La doncella, que no conocía la maldad aún,
pues era toda pureza, no dudó en las palabras del
extraño, y quiso ir en ayuda de sus padres, pero
Mowan con palabras inteligentes la convenció que
haría mejor protegiéndose, ya que sus padres
morirían de pena si algo le pasaba a ella. Ya habría
tiempo, le explicó, de reunir a un grupo de guerreros
para rescatarlos. Además, debido a su belleza, no
faltarían muchos, dispuestos a arriesgarse por ella
con tal de ganar su favor y el de su padre.
Así fue como con los ojos llenos de lágrimas,
se dejó arrastrar de la mano por Mowan hacia las
montañas, una vez allí, el malvado espíritu
desenmascaró sus ambiciones.

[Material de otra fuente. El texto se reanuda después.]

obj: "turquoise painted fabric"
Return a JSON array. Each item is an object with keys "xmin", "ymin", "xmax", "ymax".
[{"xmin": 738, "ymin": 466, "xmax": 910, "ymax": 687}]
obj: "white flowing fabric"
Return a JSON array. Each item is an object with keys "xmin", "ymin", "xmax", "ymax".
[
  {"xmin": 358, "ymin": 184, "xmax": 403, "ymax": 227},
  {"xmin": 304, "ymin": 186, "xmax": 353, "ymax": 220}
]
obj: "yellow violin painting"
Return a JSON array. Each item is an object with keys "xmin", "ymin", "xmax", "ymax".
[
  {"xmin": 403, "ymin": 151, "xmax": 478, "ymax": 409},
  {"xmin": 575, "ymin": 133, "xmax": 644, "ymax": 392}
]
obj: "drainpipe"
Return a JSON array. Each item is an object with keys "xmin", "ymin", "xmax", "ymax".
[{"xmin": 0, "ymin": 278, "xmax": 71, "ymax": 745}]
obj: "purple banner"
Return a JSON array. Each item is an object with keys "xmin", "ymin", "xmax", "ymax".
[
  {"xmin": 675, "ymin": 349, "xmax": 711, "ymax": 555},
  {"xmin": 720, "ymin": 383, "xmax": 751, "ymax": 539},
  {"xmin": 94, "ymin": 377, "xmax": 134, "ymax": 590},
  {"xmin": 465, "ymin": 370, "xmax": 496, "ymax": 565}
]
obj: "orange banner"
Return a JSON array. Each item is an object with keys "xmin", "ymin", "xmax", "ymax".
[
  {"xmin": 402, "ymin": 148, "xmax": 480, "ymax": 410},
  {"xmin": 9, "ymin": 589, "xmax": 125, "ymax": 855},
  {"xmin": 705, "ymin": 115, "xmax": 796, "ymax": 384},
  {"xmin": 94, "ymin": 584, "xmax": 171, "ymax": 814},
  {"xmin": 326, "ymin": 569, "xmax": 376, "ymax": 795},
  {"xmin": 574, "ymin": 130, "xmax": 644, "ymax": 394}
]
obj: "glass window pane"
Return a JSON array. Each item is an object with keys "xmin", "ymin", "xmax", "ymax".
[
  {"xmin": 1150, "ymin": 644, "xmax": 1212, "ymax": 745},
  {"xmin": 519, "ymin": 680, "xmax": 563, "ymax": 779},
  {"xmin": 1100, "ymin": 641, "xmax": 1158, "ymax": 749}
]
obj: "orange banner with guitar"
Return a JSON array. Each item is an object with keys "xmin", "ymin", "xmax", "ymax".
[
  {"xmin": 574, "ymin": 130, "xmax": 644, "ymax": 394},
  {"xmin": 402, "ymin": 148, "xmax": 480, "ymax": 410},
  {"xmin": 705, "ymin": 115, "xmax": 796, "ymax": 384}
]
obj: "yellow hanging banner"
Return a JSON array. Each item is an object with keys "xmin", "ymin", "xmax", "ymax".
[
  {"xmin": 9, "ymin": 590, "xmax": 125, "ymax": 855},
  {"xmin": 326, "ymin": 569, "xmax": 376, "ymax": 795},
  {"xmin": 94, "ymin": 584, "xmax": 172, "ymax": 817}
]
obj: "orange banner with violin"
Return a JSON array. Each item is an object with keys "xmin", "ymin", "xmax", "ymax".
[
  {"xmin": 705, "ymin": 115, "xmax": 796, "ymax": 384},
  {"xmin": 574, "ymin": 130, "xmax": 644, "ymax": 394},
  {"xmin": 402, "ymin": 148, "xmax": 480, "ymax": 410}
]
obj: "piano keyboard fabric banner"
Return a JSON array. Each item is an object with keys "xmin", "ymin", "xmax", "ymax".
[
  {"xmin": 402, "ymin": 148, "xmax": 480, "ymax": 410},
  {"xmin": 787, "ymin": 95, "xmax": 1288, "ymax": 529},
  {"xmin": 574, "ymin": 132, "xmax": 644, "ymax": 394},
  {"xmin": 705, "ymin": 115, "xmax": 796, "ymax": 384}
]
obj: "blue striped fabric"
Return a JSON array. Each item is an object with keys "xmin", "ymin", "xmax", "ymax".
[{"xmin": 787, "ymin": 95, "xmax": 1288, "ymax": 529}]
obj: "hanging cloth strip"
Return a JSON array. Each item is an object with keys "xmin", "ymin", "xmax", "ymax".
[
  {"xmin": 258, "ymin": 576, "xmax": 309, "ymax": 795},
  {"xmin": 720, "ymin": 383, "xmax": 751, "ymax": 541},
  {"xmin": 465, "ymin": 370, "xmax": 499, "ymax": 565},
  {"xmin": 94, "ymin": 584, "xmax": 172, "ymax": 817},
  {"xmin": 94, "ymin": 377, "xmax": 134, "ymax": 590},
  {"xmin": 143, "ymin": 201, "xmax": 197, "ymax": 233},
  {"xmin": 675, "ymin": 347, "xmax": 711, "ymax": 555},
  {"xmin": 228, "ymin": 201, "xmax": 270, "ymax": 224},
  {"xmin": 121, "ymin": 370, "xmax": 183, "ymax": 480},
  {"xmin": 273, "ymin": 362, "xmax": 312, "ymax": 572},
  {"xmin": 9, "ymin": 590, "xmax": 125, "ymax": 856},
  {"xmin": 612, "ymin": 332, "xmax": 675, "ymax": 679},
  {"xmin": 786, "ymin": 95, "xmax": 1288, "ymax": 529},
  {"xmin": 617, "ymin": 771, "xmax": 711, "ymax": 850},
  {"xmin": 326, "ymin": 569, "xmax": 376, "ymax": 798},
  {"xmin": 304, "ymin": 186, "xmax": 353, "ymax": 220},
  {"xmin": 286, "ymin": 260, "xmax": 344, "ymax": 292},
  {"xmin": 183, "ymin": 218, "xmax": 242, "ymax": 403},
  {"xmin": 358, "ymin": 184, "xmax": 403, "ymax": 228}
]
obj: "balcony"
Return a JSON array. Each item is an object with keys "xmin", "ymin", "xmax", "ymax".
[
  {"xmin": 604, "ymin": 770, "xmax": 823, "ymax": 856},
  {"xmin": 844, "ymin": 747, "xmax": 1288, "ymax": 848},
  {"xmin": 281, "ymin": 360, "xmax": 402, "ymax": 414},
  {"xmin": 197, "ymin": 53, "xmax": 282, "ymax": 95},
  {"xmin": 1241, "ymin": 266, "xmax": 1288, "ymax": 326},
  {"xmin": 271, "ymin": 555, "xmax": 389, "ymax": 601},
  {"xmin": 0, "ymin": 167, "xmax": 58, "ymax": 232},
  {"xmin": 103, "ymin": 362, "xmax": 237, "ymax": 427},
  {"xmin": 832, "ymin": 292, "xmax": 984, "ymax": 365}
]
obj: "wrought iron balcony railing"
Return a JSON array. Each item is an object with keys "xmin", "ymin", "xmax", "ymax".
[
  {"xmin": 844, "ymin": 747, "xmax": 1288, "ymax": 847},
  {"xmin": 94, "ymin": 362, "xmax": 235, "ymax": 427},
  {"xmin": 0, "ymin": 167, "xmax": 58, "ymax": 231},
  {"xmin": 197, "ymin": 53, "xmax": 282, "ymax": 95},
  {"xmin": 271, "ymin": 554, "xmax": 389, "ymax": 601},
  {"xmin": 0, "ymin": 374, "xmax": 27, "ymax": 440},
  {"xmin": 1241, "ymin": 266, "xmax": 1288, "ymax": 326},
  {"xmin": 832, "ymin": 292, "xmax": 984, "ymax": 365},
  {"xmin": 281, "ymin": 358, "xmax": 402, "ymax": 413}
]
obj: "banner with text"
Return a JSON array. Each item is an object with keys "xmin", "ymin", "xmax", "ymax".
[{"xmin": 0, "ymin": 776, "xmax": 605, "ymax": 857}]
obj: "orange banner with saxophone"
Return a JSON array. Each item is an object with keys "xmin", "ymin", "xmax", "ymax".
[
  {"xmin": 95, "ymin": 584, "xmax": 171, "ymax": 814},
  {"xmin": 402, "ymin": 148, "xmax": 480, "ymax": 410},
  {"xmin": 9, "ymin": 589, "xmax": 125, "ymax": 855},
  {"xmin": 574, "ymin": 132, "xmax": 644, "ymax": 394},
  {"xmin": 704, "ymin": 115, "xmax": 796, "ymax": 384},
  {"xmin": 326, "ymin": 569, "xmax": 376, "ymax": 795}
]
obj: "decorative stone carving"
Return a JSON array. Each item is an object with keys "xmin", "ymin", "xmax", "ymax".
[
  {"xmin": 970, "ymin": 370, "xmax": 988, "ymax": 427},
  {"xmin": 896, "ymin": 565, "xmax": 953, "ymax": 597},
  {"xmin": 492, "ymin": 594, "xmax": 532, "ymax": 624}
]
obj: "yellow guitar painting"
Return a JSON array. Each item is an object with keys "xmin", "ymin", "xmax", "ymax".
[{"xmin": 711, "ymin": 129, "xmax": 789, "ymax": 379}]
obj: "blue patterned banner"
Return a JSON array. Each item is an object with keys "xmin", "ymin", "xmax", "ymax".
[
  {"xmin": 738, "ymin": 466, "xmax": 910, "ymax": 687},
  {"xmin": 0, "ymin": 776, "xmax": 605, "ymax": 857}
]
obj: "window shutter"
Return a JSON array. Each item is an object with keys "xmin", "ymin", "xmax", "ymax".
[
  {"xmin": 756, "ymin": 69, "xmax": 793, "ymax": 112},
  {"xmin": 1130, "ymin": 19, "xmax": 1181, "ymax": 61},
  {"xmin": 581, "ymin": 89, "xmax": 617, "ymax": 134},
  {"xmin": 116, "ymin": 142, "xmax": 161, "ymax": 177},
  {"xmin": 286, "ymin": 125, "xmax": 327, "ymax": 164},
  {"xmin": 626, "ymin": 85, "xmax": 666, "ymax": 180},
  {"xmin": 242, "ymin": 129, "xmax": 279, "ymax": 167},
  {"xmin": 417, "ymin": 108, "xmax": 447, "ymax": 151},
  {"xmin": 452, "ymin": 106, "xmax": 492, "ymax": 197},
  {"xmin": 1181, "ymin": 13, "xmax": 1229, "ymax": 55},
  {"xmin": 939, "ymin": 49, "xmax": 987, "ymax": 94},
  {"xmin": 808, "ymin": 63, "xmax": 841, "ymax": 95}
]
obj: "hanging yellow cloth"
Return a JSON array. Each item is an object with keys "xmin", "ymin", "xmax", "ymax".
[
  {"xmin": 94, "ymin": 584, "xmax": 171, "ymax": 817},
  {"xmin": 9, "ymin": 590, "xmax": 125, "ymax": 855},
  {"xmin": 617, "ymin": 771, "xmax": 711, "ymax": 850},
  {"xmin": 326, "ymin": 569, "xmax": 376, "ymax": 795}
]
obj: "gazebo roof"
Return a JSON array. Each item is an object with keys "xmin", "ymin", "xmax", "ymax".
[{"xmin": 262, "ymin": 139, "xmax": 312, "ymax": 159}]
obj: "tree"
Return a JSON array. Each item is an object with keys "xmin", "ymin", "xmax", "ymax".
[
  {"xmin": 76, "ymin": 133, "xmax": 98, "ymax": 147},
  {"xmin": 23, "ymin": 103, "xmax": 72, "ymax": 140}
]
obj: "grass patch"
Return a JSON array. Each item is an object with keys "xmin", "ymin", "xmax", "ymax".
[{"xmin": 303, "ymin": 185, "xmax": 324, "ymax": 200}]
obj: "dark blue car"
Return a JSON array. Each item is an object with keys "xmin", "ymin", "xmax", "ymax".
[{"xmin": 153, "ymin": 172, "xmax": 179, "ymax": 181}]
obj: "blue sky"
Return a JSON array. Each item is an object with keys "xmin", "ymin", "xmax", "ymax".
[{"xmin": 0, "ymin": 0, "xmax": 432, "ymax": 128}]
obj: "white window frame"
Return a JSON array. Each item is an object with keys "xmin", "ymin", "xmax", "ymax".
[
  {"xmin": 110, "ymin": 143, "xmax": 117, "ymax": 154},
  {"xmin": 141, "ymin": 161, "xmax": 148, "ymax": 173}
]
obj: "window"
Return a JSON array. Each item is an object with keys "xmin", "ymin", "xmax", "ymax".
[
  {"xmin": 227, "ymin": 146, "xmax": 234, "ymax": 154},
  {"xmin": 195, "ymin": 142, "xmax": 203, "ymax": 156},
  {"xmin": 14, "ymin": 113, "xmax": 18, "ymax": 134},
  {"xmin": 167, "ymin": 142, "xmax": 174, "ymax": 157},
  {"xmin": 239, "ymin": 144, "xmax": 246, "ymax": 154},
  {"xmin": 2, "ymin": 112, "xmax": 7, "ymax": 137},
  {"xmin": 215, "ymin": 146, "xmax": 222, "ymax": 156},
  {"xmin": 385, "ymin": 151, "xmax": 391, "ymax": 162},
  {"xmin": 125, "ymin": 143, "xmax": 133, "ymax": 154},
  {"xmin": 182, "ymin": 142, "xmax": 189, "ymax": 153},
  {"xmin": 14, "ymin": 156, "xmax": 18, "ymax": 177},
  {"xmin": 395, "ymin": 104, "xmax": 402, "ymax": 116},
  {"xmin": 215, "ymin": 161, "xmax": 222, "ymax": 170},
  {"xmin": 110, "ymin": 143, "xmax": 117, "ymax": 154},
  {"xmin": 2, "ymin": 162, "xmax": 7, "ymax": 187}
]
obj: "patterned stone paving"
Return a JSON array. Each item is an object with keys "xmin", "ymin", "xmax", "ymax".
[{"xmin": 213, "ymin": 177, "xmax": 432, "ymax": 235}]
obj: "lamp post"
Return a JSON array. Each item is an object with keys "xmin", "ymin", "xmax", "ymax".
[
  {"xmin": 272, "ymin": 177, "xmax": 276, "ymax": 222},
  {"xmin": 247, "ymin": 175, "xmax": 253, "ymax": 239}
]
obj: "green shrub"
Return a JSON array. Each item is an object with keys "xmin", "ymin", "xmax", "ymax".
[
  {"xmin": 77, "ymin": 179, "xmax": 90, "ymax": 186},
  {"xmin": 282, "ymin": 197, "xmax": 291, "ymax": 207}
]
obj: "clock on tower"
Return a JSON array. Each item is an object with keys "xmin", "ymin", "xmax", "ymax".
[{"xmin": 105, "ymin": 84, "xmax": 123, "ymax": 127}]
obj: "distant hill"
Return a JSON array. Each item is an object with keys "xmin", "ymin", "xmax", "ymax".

Audrey nada pudo hacer,
pues fue encerrada en una profunda caverna por los sirvientes
del gigante. Gritó desesperada pidiendo ayuda, pero
nadie pudo oírla, lloró desconsoladamente
durante días, pero nada consiguió. Sólo
la nieve se compadeció de ella en la montaña
y lentamente fue cubriéndola con su manto para acogerla,
transformándola de esta forma en hielo.
Pasados unos días, Mowan pensó que la muchacha
ya se había cansado de llorar y pedir ayuda, resignándose
a su destino. Fue a verla, pero todo lo que encontró
fue hielo. Loco de rabia gritó muy fuerte creyendo
que la doncella había logrado huir. Tronó
y dejó caer su furia sobre toda la comarca, pero
nada consiguió, salvo que la Lluvia, que dormitaba
por ahí cerca despertó asustada por la furia
del Señor y raudamente de dejó caer sobre
el valle y las montañas, creyendo que Mowan solicitaba
su presencia. Sin darse cuenta, Lluvia fundió el
hielo de los montes y con él a la doncella, arrastrándola
hacia abajo convertida ahora en un débil y cristalino
riachuelo.
Pero este no fue el fin de Audrey, como muchos pudieran
creer. Ella cobró vida en todas las plantas, y en
todas las gotas de rocío. De tanto en tanto crece
dentro del césped verde y se deja acariciar por el
sol primaveral, y es entonces, cuando agradecida dirige
su mirada al cielo, mostrando sus ojos brillantes como las
más bellas flores, rebosantes de colores y perfume.
Desde entonces, las flores existen en el mundo.